Мы прошли на кухню, долго искали по комнатам лишний стул, гости тут были, видимо, в редкость. Потом вместе с блондинкой перемывали тарелки и бокалы. Бокалы оказались совсем запыленные, долго не употреблявшиеся. Наконец все уселись, принялись за еду.
— Ну! — поднял рюмку со «Столичной» Иван Нестерович. — Даже я и не верю, что вы у меня дома. Первые советские гости за всю жизнь. — Он приложил ладонь ко рту, задумался.
— Да ешьте вы, — с досадой сказала блондинка.

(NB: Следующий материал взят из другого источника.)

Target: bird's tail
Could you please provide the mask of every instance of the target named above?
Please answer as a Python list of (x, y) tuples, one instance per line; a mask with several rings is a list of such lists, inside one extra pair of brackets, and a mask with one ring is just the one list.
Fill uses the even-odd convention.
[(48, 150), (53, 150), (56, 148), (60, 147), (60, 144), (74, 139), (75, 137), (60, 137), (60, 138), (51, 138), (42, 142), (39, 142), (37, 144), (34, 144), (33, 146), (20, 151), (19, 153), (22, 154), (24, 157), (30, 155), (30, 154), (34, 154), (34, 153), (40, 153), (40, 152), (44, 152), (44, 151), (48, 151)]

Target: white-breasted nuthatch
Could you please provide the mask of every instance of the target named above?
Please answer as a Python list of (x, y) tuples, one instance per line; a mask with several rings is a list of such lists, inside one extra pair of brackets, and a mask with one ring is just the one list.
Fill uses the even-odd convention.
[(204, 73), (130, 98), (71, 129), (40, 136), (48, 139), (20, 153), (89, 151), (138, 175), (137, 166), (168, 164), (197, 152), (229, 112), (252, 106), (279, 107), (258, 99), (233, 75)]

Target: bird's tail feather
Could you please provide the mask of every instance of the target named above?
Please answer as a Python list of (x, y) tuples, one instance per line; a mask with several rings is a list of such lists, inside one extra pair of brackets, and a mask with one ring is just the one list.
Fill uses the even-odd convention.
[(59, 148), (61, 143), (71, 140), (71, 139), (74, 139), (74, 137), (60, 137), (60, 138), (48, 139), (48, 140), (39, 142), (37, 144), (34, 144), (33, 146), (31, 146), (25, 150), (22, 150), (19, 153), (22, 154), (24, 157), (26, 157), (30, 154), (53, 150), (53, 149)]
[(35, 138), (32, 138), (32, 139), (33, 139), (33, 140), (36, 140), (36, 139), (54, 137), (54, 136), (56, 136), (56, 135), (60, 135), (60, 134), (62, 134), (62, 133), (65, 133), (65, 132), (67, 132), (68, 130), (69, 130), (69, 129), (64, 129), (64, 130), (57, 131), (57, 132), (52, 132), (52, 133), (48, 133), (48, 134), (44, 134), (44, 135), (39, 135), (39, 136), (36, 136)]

— Вру! — вдруг сказал Иван Нестерович. — Вспомнил. Были у меня советские гости. Один раз. Во время войны. Матросы. Хорошие парни. Приезжали они в войну забирать пароходы. Мы их приглашали. Собирались в Русском христианском народном доме. Концерт, речи, я тоже пел в концертах. Поговорим, споем, а потом по домам к себе русских парней. И так сладко мне было, такие счастливые мы ходили. Выпьем давайте! За войну, за победу, за нее, — кивнул он на блондинку, — за жертву, девочкой немцы угнали'.
Лицо у блондинки сморщилось, в носу что-то подозрительно булькнуло. Она подняла свою рюмку:
— За победу, — сказала она застенчиво. — За то, что мы выжили с вами, правда? И вы, и я вот… тоже…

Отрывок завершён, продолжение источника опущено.